No imaginaron los soldados españoles que pretendieron borrar su impronta desapareciendo su cadáver, que, a 152 años del desafortunado 11 de mayo de 1873, Ignacio Agramonte, El Mayor, seguiría inspirando a un pueblo patriota y orgulloso de serlo.

La muerte llegó temprano para él. Tenía solo 31 años cuando una bala enemiga le entró por la sien y acabó con su vida de forma inmediata, en un combate en el que las cosas no salieron como las había planificado el Jefe mambí. Los españoles no cayeron en la provocación de la caballería cubana, y una compañía enemiga que penetró por el centro del potrero le tiró a matar, y lo alcanzó.
Pero Agramonte ya era demasiado grande como para quedar en Potreros de Jimaguayú. Los intentos desesperados de los soldados del Rey, por desaparecer el símbolo que seguía siendo, aun después de muerto, no surtieron efecto alguno. Nunca entendieron que era más que un cadáver profanado o las cenizas en las que lo dijeron convertir.
Con solo 26 años, El Mayor se incorporó a la lucha; salvó la Revolución en la Reunión de Las Minas; hizo proezas como la que inspiró a Rubén Martínez Villena a escribir estos versos sobre El rescate de Sanguily: «ordenando una carga de locura/ marchó con sus leones al rescate/¡y se llevó al cautivo en la montura!».
Agramonte redactó junto a Zambrana, la Constitución para una Cuba que en la manigua ya aspiraba a ser República. Organizó, preparó y disciplinó a la temida caballería camagüeyana, que libró combates contra fuerzas superiores en hombres y armas, y venció. Nos enseñó que, por complicada que esté la situación, «con la vergüenza» hay que seguir luchando por un país mejor.
«Un hombre de hierro», «La mejor figura de la revolución», «Heroico hijo», «Diamante con alma de beso», «Paladín de la vergüenza», «Salvador de la revolución», «Coloso genio militar», fueron algunos de los calificativos que mereció por su actitud en el combate, por su convicción irrenunciable de que Cuba debía arrebatarle su libertad a España por la fuerza de las armas.
Nadie duda a estas alturas que lo sucedido en Jimaguayú, aquel aciago 11 de mayo, fue un duro golpe para la lucha; incluso, algunos historiadores están convencidos de que Agramonte no hubiera permitido acontecimientos que se dieron en los años sucesivos a su muerte, o los habría conducido de una manera diferente.
Además de ser un excepcional soldado de la Patria, Ignacio, como afirmó Martí, «amó locamente» a su «idolatrada Amalia», en un amor que se yergue como un símbolo hasta nuestros días.
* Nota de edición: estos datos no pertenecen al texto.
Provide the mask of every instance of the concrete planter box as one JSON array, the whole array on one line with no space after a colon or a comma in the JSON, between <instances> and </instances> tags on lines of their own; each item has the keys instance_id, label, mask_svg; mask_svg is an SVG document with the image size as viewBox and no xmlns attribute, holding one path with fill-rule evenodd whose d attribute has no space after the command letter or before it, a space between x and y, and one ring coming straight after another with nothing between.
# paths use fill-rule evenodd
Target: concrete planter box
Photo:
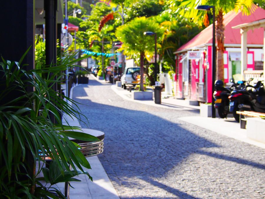
<instances>
[{"instance_id":1,"label":"concrete planter box","mask_svg":"<svg viewBox=\"0 0 265 199\"><path fill-rule=\"evenodd\" d=\"M201 104L200 106L200 115L201 117L211 117L212 105Z\"/></svg>"},{"instance_id":2,"label":"concrete planter box","mask_svg":"<svg viewBox=\"0 0 265 199\"><path fill-rule=\"evenodd\" d=\"M193 106L199 106L199 102L198 101L185 99L185 101L187 105L191 105Z\"/></svg>"},{"instance_id":3,"label":"concrete planter box","mask_svg":"<svg viewBox=\"0 0 265 199\"><path fill-rule=\"evenodd\" d=\"M200 116L201 117L212 117L212 105L201 104L200 105ZM216 117L218 118L219 115L217 109L215 109Z\"/></svg>"},{"instance_id":4,"label":"concrete planter box","mask_svg":"<svg viewBox=\"0 0 265 199\"><path fill-rule=\"evenodd\" d=\"M259 118L248 118L246 124L247 137L265 143L265 119Z\"/></svg>"},{"instance_id":5,"label":"concrete planter box","mask_svg":"<svg viewBox=\"0 0 265 199\"><path fill-rule=\"evenodd\" d=\"M153 92L133 91L132 91L132 98L136 100L152 100Z\"/></svg>"},{"instance_id":6,"label":"concrete planter box","mask_svg":"<svg viewBox=\"0 0 265 199\"><path fill-rule=\"evenodd\" d=\"M120 81L117 81L116 82L116 86L118 87L121 86L121 83Z\"/></svg>"}]
</instances>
Juntos le dieron vida a la leyenda del Idilio que las tropas españolas jamás pudieron localizar, y construyeron en la manigua redentora la familia Agramonte-Simoni.
Ha pasado ya más de un siglo de su muerte pero, El Mayor, sigue cabalgando porque, como dijera Silvio en su canción, a la distancia de los años, resucita. Lo hace en cada hombre y cada mujer de este pueblo que defiende la soberanía y la independencia de Cuba, sin importar cuánto haya que sacrificar o lo difícil del momento; resucita en los jóvenes que por estas jornadas reeditaron su ruta. Agramonte revive, todos los días, entre aquellos que, orgullosos, se reconocen como agramontinos.